A baixa formalização da atividade limita os benefícios trazidos pela PNRS àqueles catadores filiados a alguma cooperativa/associação, uma vez que é inviável para os municípios firmar contratos com os catadores individuais, que, ademais, muitas vezes se encontram em situação de extrema vulnerabilidade social, sem residência fixa, em situação de rua, sem documentos ou conhecimentos suficientes para a regularização de seu trabalho. Portanto, em vez de atingir até um milhão de possíveis beneficiários, segundo a estimativa da Associação Nacional de Catadores e Catadoras de Materiais Recicláveis (Ancat), alcançam, no máximo, 36 mil catadores.

Além da dificuldade em congregar os catadores, ainda é reduzido o número de municípios que possuem contratos firmados com associações e cooperativas de catadores para prestação de serviços de coleta seletiva, apesar da previsão legal (art. 44, II da Lei 12.305/2010).

Espera-se que, com o atendimento da deliberação, os catadores de materiais recicláveis e reutilizáveis possam participar efetivamente da condução da Política Nacional de Resíduos Sólidos (PNRS), dada sua importância nas iniciativas de coleta seletiva visando ao aumento dos níveis de reciclagem e reutilização de embalagens. Além disso, importante repisar o caráter socioeconômico da política, que busca a emancipação da classe de catadores de materiais recicláveis e sua retirada dos lixões.

Estruturação da governança e gestão

A Política Nacional de Resíduos Sólidos (PNRS) se trata de uma política transversal altamente descentralizada, com interface com outras iniciativas governamentais, cuja implementação depende de um conjunto de iniciativas dos três entes federativos.

A Constituição Federal definiu como competência da União a instituição de diretrizes sobre saneamento básico (art. 21, XX), sendo que a melhoria das condições de saneamento básico é competência comum da União, dos Estados, do Distrito Federal e dos Municípios (art. 23, IX), e o Sistema Único de Saúde (SUS) tem como atribuição participar da formulação da política e da execução das ações de saneamento básico (art. 200, IV).

Não obstante as competências na esfera federal serem divididas entre Ministério do Meio Ambiente (MMA), Ministério de Desenvolvimento Regional (MDR) e Funasa, a PNRS integra a Política Nacional do Meio Ambiente (PNMA), instituída pela Lei 6.938/1981, sob coordenação do MMA. Dessa forma, atribui-se ao MMA a titularidade da Política. Vale ressaltar que a PNRS também se articula com a Política Nacional de Educação Ambiental, regulada pela Lei 9.795/1999.
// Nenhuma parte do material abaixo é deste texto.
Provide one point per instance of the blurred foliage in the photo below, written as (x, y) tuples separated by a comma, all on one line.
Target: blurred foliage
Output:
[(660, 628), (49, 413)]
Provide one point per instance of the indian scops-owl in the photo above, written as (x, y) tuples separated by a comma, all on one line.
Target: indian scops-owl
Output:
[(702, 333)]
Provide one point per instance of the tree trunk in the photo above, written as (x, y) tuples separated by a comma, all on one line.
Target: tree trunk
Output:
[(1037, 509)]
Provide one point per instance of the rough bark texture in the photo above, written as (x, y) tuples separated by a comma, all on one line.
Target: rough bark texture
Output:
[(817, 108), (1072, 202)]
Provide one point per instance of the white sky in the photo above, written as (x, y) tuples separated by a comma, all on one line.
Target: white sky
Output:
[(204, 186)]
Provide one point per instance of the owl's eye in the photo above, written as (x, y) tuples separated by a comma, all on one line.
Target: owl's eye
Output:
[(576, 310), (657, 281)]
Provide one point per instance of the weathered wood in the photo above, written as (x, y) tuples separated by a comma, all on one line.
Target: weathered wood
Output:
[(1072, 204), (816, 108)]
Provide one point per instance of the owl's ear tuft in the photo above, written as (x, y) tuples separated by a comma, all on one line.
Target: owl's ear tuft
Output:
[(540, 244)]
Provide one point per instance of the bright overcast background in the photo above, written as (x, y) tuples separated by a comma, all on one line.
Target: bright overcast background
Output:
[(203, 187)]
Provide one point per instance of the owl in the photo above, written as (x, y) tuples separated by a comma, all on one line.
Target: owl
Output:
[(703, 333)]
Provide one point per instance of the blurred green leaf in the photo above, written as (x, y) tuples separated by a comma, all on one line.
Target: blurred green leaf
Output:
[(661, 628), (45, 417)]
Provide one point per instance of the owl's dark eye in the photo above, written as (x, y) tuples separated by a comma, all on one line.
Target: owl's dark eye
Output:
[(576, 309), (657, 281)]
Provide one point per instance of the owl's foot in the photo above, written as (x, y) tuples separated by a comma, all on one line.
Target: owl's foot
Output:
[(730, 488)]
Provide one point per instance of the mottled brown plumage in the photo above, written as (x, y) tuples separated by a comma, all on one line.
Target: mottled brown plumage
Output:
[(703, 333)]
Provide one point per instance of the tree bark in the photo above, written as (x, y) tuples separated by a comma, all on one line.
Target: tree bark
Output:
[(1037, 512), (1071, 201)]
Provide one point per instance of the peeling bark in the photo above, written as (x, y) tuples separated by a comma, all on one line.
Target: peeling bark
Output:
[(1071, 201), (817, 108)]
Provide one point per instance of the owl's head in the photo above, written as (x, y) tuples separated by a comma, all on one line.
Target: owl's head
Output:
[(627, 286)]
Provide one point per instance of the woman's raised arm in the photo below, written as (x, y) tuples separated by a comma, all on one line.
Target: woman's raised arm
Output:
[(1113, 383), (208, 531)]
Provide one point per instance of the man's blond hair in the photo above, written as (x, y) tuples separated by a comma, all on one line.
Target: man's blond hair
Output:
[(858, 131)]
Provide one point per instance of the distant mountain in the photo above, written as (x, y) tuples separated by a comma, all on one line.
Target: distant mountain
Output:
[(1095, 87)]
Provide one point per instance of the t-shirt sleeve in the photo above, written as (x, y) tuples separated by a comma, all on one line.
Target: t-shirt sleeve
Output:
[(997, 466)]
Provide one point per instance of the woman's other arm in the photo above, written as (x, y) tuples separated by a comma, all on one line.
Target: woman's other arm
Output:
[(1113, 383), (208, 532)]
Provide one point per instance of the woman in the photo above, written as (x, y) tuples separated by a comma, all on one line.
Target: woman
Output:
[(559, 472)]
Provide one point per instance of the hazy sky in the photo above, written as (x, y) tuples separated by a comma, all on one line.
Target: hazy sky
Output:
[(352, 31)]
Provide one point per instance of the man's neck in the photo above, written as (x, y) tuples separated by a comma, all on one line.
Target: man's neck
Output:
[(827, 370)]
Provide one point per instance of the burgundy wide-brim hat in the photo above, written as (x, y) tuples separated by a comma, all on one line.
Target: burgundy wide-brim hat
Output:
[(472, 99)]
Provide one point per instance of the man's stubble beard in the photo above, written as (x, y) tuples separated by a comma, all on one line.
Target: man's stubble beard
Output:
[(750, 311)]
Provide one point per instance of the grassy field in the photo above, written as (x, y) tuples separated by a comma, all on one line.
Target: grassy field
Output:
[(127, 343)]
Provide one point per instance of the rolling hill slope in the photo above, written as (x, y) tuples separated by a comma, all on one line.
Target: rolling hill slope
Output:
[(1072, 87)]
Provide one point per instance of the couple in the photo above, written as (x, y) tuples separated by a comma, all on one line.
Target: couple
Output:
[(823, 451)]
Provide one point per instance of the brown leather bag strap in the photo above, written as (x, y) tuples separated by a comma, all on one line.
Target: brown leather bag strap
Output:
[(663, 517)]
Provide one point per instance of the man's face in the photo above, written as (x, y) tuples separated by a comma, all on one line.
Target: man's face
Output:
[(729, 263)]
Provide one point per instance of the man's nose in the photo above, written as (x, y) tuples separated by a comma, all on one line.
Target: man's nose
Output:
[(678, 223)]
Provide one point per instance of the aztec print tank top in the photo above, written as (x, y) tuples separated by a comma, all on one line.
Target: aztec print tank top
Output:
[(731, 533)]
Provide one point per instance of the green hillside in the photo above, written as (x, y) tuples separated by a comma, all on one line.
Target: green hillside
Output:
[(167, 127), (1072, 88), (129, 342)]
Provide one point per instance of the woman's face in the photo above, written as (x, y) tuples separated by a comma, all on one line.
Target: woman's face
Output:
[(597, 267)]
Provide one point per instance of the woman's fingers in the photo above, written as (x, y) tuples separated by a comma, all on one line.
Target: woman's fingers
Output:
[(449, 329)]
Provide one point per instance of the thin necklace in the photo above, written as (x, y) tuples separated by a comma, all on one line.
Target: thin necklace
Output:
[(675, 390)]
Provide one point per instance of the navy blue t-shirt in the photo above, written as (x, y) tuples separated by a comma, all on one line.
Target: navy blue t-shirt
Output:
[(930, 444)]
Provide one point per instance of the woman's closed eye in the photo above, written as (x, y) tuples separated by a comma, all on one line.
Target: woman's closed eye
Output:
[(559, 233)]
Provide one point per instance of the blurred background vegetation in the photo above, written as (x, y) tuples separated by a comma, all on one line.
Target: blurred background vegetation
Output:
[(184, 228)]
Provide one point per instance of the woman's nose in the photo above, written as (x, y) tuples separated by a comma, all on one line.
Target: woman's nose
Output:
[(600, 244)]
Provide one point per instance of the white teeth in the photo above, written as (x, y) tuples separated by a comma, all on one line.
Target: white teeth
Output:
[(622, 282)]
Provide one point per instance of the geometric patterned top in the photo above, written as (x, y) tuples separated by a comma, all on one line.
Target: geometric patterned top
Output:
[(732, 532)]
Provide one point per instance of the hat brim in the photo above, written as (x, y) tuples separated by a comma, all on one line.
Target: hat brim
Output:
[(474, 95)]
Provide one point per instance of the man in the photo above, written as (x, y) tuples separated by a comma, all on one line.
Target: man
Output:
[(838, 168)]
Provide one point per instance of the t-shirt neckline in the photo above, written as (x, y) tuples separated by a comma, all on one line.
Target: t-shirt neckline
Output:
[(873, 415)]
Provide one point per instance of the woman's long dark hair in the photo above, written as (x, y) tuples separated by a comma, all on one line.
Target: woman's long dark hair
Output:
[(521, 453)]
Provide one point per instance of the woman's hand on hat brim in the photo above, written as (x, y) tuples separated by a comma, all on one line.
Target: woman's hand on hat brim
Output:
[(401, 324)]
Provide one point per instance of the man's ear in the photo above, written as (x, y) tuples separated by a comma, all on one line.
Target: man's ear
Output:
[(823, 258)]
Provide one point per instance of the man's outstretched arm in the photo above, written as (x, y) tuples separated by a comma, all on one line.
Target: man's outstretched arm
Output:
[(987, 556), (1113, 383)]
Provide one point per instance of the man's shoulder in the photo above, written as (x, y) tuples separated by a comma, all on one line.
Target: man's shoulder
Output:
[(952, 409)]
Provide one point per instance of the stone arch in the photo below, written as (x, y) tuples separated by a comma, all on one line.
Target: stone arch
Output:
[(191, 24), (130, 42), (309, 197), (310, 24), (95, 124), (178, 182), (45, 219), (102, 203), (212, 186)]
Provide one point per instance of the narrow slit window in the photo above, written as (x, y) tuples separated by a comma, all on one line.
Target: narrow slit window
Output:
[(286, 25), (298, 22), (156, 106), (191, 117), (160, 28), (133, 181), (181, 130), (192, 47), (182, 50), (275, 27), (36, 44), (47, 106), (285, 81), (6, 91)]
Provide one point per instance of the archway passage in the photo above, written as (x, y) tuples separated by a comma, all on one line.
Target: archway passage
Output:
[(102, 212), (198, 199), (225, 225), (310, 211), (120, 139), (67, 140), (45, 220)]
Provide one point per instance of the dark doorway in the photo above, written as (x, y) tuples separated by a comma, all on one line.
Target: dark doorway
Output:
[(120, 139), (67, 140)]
A PNRS apresenta grande transversalidade e complexidade, demandando uma estrutura de governança bem delineada para coordenar as ações e atividades dos responsáveis pela sua implementação como forma de evitar sobreposições, duplicidades ou lacunas na sua condução. Verificou-se que não há uma instância adequada de articulação e coordenação das iniciativas desempenhadas pelos órgãos responsáveis, na esfera federal, pela implementação da Política.

Além disso, nova redação do art. 50 da Lei 11.445/2007 busca estimular a formação de arranjos regionais para os serviços públicos de saneamento, estabelecendo que, na aplicação de recursos não onerosos da União, serão priorizados os investimentos de capital que viabilizem a prestação de serviços regionalizada, por meio de blocos regionais.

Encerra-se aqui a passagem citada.